Sunday, December 30, 2007

Ties

I need to make a confession. I’ve been procrastinating on the total completion of my application for Mental Health Counseling licensure- i.e. the test, a course or two and owing them a picture of myself for my license- because I’m scared of the totality of it. I’m scared that, assuming I pass my test (which should be alright considering I passed the practice exam- though it was 1.5 years ago), and once its all in place I will be wed to staying in NYC at least for another 5 years. I’m scared that I might not succeed living in NYC even though I’ve done alright for myself thus far. I’m scared that I won’t be happy here, that I will miss home too much, that I will feel unable to go pursue other dreams I’ve got of living in other places and doing other things. I’m scared of being tied to any one place. Even sending in the money for the license didn’t stir my fear quite as much as it did to receive the letter 2 weeks ago stating that I was cleared to take my exam. And then- on top of it all- what if none of this matters because I fail the exam?

I’ve never been a person who has been happy tied to one location too solidly, but if this goes through I will be tied- at least for the duration- to New York State by the fact that I will be completely cleared to do what I am trained to do and get paid for it in this state. Licensure will mean that I am more marketable, that I have the capacity to live more comfortably if I should want to (or save like crazy if I want to do that), and that I have more fluidity and latitude in my choice of jobs.

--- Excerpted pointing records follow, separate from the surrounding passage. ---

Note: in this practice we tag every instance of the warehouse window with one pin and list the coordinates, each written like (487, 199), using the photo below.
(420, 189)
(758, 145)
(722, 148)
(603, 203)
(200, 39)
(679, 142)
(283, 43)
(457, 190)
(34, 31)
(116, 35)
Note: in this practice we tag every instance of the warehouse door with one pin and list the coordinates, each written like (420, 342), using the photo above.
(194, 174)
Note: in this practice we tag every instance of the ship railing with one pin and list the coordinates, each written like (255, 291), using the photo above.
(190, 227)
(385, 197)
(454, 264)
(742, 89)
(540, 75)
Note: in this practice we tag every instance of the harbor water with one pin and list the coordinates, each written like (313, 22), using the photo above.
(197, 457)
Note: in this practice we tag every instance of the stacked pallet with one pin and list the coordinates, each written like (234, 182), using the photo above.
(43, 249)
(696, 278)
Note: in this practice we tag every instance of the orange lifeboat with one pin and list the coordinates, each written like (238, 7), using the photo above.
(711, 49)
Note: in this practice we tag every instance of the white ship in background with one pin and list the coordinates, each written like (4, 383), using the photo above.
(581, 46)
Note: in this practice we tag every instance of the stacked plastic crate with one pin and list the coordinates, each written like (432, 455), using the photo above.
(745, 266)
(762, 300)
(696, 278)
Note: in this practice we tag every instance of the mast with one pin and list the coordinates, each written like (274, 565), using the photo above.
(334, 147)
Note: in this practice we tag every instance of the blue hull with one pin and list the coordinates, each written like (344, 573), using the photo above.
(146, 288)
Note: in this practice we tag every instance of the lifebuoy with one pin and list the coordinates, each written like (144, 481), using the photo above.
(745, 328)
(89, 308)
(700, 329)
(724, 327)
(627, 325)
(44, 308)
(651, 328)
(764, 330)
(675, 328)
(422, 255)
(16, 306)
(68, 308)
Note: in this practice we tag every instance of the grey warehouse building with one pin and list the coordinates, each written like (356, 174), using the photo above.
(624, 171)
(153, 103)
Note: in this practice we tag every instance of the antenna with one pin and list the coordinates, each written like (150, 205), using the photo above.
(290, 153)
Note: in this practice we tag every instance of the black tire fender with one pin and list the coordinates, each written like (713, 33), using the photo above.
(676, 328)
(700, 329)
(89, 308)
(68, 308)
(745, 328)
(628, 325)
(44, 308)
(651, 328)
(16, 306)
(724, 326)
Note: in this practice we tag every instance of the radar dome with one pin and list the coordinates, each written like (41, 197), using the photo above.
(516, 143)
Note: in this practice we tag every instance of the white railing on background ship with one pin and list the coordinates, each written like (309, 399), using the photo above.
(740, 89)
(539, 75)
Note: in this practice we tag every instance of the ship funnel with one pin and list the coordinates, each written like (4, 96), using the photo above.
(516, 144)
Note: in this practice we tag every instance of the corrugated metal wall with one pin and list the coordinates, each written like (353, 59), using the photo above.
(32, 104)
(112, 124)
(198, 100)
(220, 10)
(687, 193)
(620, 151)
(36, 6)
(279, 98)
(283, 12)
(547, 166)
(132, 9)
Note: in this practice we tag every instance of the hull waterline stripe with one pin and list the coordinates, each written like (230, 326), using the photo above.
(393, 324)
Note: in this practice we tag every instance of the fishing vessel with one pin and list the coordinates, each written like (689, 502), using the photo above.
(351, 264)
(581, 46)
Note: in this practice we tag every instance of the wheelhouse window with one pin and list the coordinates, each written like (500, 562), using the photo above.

It will mean good things if I get it. But I’m absurdly scared of it.

When I first had the thought to move to NYC to continue school, I was 21 feeling confused and living in Amsterdam. I didn’t know what exactly it was I wanted to do and I was so completely scared of the possibility of failing generally and failing to get into my dream school that I didn’t apply until after I got into a bunch of other schools, none of which I felt I would be happy at. Hell I didn’t even apply then, until I spent a year out of school and my sister yelled at me about how capable I was of doing it. And I did get in. But I was scared then too.

I know that being scared has never stopped me from doing what I want to do before; it’s just that I can’t seem to shake the fear until the thing is over. So if I seem a bit on edge lately, please bear with me. Because I’m taking these ridiculous steps towards something and while it may just be licensure, and in the end even that doesn’t mean all that much, it feels like stepping out in the pitch black night and being unsure where the ground ends.